AMD released its financial results yesterday. Essentially, their flash division didn’t do well, but their CPU business did.
AMD said that sales revenues of Hammers increased fifty percent from the previous quarter and now account for over a third of the $673 million in CPU revenue the last quarter.
Given the higher price of Hammers, though, that still means the large majority (probably something over 80%) of CPUs made last quarter were Athlon XPs. However, AMD said that unit sales of those were down (though apparently by not all that much).
Those Hammer numbers will improve. AMD has been saying for some time that it expected half of its CPU revenues to come from Hammer next quarter, and they reiterated that yesterday.
They did add that by the end of the year, they expected half their CPU wafer starts to be Hammers, which would mean that unit sales of Hammers would exceed AthlonXP sales by sometime late in the first quarter.

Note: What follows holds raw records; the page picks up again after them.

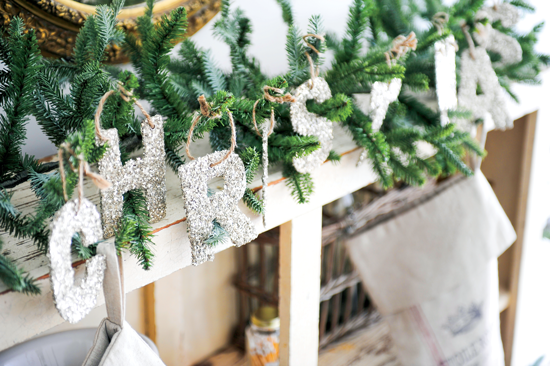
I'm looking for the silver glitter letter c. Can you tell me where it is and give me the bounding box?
[48,198,105,323]
[97,116,166,238]
[178,150,258,266]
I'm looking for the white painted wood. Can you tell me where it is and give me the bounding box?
[155,248,238,366]
[279,206,323,366]
[0,62,550,350]
[0,127,376,350]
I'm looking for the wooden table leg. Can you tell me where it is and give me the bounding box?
[279,207,322,366]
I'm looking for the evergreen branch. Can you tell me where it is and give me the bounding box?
[0,240,40,295]
[243,188,264,215]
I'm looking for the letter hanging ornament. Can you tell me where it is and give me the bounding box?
[48,149,113,323]
[458,27,514,130]
[178,107,258,266]
[95,88,166,238]
[290,77,333,173]
[290,34,333,173]
[432,12,458,126]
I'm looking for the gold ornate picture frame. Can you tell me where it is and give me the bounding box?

What Does This Mean For You?
AMD wants to charge a lot more for Hammers than they did XPs. While the policy of strict price parity with Intel has cracked, prices for entry-level Hammers are still much higher than they’ve been for XPs.
However, this has by no means been a true test of AMD’s ability to raise prices and make them stick, simply because they haven’t made very many of them. It’s one thing to charge very high prices when you make just 100-200,000 of them, or pretty high prices when you make a half-million or million.
When we move into 2005, from about March on, we’ll be looking at moving three to four to five million units. That will be when AMD’s pricing strategy will be put to the real test, when Hammer truly ramps up.
If the price structure is going to crack (rather than bend a bit), it’s going to crack sometime late in the second quarter of 2005, early third quarter. That’s when AMD will have to sell Hammers come hell or high water.
So if you want a bargain-basement Hammer, that’s a good estimate as to when you’ll be able to get one, if this actually happens.